Pikumo · probe image-gen pipeline · aspect ratio A/B/C
What's the right aspect ratio for a story panel?
Same 4-beat grief story, same character photo, same style, same gpt-5.4-mini
orchestrator with <story_source> attached. The only variable is
the image_generation size parameter: 1024×1024 (square, current
production default), 1024×1536 (portrait 2:3), 1536×1024 (landscape 3:2).
All panels rendered natively at that size — not resized post-hoc. Below each panel: which composition genuinely "won" the beat (green pill) vs runner-up (faded green).
Beat 1 — Entryway
runner-up
winner
Square crops Mei into a portrait shot — the hall is barely visible. Portrait stretches the hall deep into the apartment, terracotta tiles + key clearly visible. Landscape goes further: reveals the coat hook on the left wall, scarf detail, and the kitchen at the end of the hall. Landscape reads as "she is in a place" rather than "she is centered in a frame."
Beat 2 — Kitchen (one bowl, one spoon, one teacup)
runner-up
winner
Square turns the kitchen into a stage behind Mei. Portrait gives the full vertical kitchen — range hood, stove with kettle, sage-green curtain, dish rack with bowl & cup. Landscape reveals a red sitting nook on the right we never see otherwise — the apartment reads as a lived-in space, not just a kitchen. Counter-intuitive but consistent finding: landscape on a small interior feels expansive, not cramped, because interior architecture is horizontal.

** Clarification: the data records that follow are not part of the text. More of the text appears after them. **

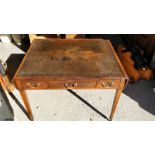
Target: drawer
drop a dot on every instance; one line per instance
(33, 84)
(108, 84)
(71, 84)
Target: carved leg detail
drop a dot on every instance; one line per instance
(26, 103)
(117, 96)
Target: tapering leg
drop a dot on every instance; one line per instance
(26, 103)
(117, 96)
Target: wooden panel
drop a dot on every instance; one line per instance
(71, 84)
(108, 84)
(33, 84)
(72, 58)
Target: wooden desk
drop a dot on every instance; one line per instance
(70, 64)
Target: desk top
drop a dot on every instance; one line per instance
(83, 58)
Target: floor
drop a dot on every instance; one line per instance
(137, 103)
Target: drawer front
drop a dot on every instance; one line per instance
(108, 84)
(33, 84)
(71, 84)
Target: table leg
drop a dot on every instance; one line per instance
(26, 103)
(117, 96)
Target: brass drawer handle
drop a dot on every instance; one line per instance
(70, 85)
(33, 85)
(107, 84)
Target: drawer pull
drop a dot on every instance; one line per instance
(107, 84)
(33, 85)
(70, 85)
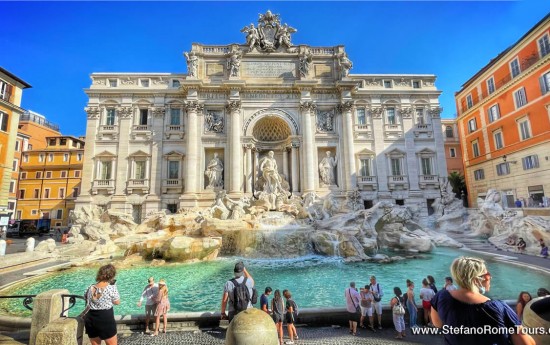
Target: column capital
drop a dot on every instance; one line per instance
(92, 112)
(233, 105)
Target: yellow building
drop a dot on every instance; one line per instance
(49, 180)
(11, 91)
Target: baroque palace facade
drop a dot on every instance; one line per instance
(265, 115)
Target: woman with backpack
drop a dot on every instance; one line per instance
(398, 312)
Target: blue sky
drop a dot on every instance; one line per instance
(55, 46)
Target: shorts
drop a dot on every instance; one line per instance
(426, 305)
(366, 311)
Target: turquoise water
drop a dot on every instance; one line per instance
(314, 281)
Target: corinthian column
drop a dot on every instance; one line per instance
(308, 109)
(350, 173)
(235, 147)
(192, 152)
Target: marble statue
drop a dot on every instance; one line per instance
(305, 63)
(326, 169)
(214, 172)
(234, 63)
(345, 65)
(192, 64)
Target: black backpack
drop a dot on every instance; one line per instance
(241, 295)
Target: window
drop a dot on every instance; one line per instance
(494, 113)
(520, 97)
(514, 68)
(491, 85)
(365, 167)
(530, 162)
(479, 174)
(175, 117)
(110, 118)
(475, 148)
(503, 169)
(499, 143)
(469, 101)
(426, 166)
(449, 132)
(105, 173)
(396, 166)
(390, 113)
(452, 152)
(139, 172)
(544, 45)
(472, 125)
(173, 169)
(545, 83)
(524, 129)
(4, 121)
(143, 116)
(361, 117)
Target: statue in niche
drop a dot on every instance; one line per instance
(192, 63)
(234, 63)
(252, 35)
(345, 65)
(305, 63)
(213, 122)
(326, 169)
(214, 172)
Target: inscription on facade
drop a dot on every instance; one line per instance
(261, 69)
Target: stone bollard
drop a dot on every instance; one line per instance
(46, 308)
(30, 245)
(252, 327)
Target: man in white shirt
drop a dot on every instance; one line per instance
(149, 293)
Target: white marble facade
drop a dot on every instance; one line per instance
(152, 138)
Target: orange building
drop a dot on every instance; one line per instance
(504, 122)
(453, 152)
(11, 92)
(32, 133)
(49, 180)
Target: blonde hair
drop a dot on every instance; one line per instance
(466, 271)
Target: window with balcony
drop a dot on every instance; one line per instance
(514, 68)
(520, 98)
(544, 45)
(530, 162)
(491, 85)
(475, 148)
(175, 117)
(494, 113)
(503, 169)
(524, 128)
(390, 116)
(449, 133)
(499, 141)
(479, 174)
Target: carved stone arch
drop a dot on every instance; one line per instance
(277, 113)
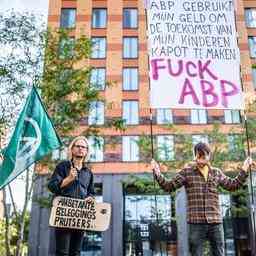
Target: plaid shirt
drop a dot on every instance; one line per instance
(202, 196)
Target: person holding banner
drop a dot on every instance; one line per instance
(72, 178)
(201, 180)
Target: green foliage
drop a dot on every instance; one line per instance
(141, 185)
(22, 44)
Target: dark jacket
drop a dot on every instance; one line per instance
(202, 196)
(81, 188)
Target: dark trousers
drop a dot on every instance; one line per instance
(199, 233)
(68, 242)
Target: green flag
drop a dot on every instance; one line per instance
(34, 137)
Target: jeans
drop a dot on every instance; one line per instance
(68, 241)
(199, 233)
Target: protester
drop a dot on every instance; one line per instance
(201, 182)
(72, 178)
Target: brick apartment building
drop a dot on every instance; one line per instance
(118, 29)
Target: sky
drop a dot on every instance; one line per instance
(37, 7)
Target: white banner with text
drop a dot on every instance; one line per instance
(193, 54)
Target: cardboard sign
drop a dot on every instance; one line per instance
(80, 214)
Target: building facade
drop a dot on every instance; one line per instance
(118, 32)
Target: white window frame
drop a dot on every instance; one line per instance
(250, 17)
(198, 116)
(98, 78)
(130, 48)
(130, 79)
(252, 46)
(133, 16)
(70, 14)
(165, 147)
(164, 116)
(232, 116)
(101, 14)
(99, 49)
(130, 149)
(96, 148)
(131, 112)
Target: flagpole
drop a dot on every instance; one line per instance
(252, 203)
(152, 140)
(252, 206)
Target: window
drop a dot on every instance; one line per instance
(98, 78)
(66, 48)
(68, 18)
(99, 18)
(165, 146)
(130, 47)
(164, 116)
(131, 112)
(254, 77)
(130, 18)
(250, 17)
(96, 113)
(252, 46)
(235, 147)
(130, 148)
(232, 142)
(98, 48)
(96, 148)
(130, 79)
(198, 116)
(199, 138)
(232, 116)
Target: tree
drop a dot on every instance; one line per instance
(57, 65)
(21, 37)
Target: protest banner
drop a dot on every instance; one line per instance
(193, 54)
(80, 214)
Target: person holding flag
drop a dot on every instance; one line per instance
(33, 138)
(72, 178)
(201, 180)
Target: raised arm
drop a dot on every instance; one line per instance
(232, 184)
(168, 185)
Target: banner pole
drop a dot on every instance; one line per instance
(252, 203)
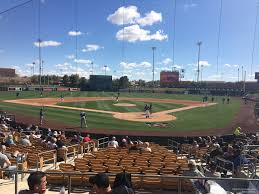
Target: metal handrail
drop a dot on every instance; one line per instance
(69, 174)
(103, 141)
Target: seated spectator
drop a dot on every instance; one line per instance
(37, 183)
(75, 140)
(25, 141)
(63, 136)
(134, 147)
(217, 151)
(238, 133)
(6, 164)
(55, 134)
(212, 171)
(195, 147)
(229, 154)
(146, 147)
(113, 143)
(9, 140)
(52, 143)
(100, 183)
(123, 143)
(193, 171)
(122, 184)
(87, 138)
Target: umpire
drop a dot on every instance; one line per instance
(83, 120)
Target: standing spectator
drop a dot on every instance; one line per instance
(146, 147)
(9, 140)
(25, 141)
(113, 143)
(6, 164)
(37, 183)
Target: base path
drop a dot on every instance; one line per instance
(161, 116)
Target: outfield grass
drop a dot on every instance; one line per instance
(202, 118)
(108, 105)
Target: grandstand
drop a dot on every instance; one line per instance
(183, 166)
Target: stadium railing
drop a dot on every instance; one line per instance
(103, 142)
(174, 183)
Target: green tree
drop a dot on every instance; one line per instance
(65, 80)
(74, 80)
(124, 82)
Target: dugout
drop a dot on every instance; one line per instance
(100, 82)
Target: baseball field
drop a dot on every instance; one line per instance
(172, 115)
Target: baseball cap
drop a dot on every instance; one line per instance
(101, 180)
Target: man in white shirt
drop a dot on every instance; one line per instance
(113, 143)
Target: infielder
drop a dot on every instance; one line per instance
(83, 120)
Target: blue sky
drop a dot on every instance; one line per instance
(146, 23)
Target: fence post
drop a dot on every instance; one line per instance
(16, 182)
(69, 183)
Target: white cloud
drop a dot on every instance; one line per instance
(70, 56)
(177, 66)
(150, 19)
(128, 66)
(63, 66)
(188, 6)
(47, 43)
(204, 63)
(74, 33)
(214, 77)
(107, 69)
(227, 65)
(82, 61)
(29, 65)
(92, 47)
(124, 15)
(135, 33)
(167, 61)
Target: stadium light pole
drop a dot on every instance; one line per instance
(105, 66)
(237, 74)
(199, 50)
(92, 63)
(153, 51)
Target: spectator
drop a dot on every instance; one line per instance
(100, 183)
(9, 140)
(113, 143)
(6, 164)
(25, 141)
(87, 138)
(146, 147)
(75, 140)
(212, 172)
(122, 184)
(123, 143)
(134, 147)
(216, 152)
(37, 183)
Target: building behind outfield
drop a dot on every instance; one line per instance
(100, 82)
(7, 72)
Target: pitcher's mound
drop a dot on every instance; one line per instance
(141, 117)
(124, 104)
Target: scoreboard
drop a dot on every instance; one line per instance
(169, 77)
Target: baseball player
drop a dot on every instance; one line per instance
(41, 115)
(83, 120)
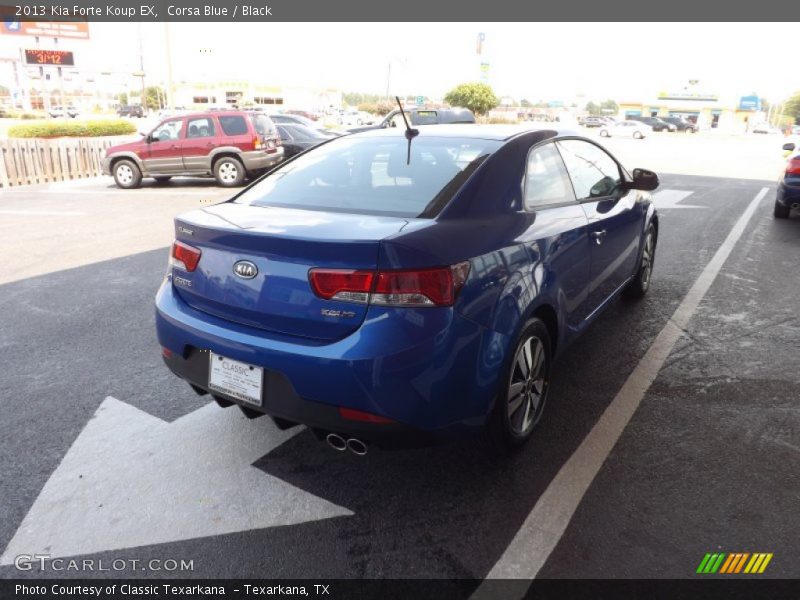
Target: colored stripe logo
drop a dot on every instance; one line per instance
(734, 562)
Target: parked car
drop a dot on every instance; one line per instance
(297, 138)
(655, 123)
(133, 110)
(791, 146)
(765, 128)
(228, 145)
(61, 111)
(681, 124)
(396, 292)
(788, 195)
(350, 118)
(592, 122)
(634, 129)
(306, 122)
(422, 116)
(304, 113)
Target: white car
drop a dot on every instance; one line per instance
(634, 129)
(351, 118)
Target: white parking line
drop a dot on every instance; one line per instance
(42, 213)
(549, 518)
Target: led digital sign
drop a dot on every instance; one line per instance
(58, 58)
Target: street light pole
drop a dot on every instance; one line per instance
(170, 96)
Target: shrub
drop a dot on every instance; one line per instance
(50, 129)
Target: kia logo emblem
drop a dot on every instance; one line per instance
(245, 269)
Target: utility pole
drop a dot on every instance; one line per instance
(170, 94)
(141, 69)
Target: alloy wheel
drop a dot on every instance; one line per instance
(124, 174)
(647, 261)
(527, 386)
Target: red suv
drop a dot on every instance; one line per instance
(228, 145)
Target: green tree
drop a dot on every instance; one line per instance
(791, 107)
(609, 106)
(592, 108)
(356, 98)
(478, 97)
(154, 97)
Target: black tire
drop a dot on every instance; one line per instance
(509, 427)
(229, 171)
(640, 283)
(781, 211)
(127, 174)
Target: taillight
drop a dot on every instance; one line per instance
(351, 414)
(184, 256)
(417, 287)
(341, 284)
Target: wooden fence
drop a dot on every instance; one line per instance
(35, 160)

Beat 3 — Bedroom (sleeve of the green sweater)
winner
runner-up
The one beat portrait clearly wins. Vertical light from the window → seated body → green sweater sleeve to face → pink bedspread anchoring the bottom — feels like a page from a picture book. Landscape is cinematic but loses the storybook intimacy. Square crops the bed entirely and squeezes the closet detail.
Beat 4 — Leaving
runner-up
winner
Square reverts to the "smiling at camera in a fluorescent box" failure mode from the story-source probe. Portrait gives a closed apartment door on the left and twilight city through the open-air walkway on the right. Landscape reveals both walls of the walkway plus the full skyline — the most evocative of the three on this corridor geometry. Reads as departure, not portrait.
The numbers
| metric | square 1:1 | portrait 2:3 | landscape 3:2 |
|---|---|---|---|
| size (px) | 1024×1024 | 1024×1536 | 1536×1024 |
| wall seconds (direct OpenAI) | 137.4 | 143.2 | 135.2 |
| input tokens | 9,273 | 11,321 | 11,003 |
| cached tokens | 0 | 1,792 | 1,792 |
| reasoning tokens | 1,239 | 661 | 486 |
| output tokens | 2,039 | 1,674 | 1,327 |
| image cost (low qual, est.) | $0.044 | $0.064 | $0.064 |
| panels delivered | 4/4 | 4/4 | 4/4 |
All three runs: gpt-5.4-mini · OpenAI direct · image_generation quality: low · same prompt (variant B from story-source probe). Latency parity is the headline — non-square ratios are not meaningfully slower.
Verdict
Retire square as the default. The 1:1 crop forces character-dominates-frame on every beat — environment is always sacrificed. It's a worse composition for every beat tested.
Default to landscape 3:2 (1536×1024). Wins beats 1, 2, 4 outright. Strong second on beat 3. Reveals architectural context — corridors, kitchens, walls, beds, and outdoor scenes all have horizontal geometry, and landscape lets that breathe. Reads as "she is in a place" rather than "she is centered in a frame."
Hold portrait 2:3 (1024×1536) as a per-story or per-beat option. Wins on intimate interior beats (the bedroom) where the vertical composition reads as a picture-book page. Worth a follow-up probe that mixes the two within a single story — maybe per-beat: outdoor / wide → landscape; close intimate → portrait.
Cost +45% per image vs square. $0.044 → $0.064 per 4-panel story at low quality. Negligible against orchestrator + extract costs. Latency is unchanged (~140s on direct OpenAI).
Caveat. This is one story (interior-heavy grief). Trip stories with outdoor vistas would lean even harder landscape. Pure single-character intimate-moment stories might favor portrait. Worth a second probe on a trip-shaped story before fully committing — but landscape is the safe default move now.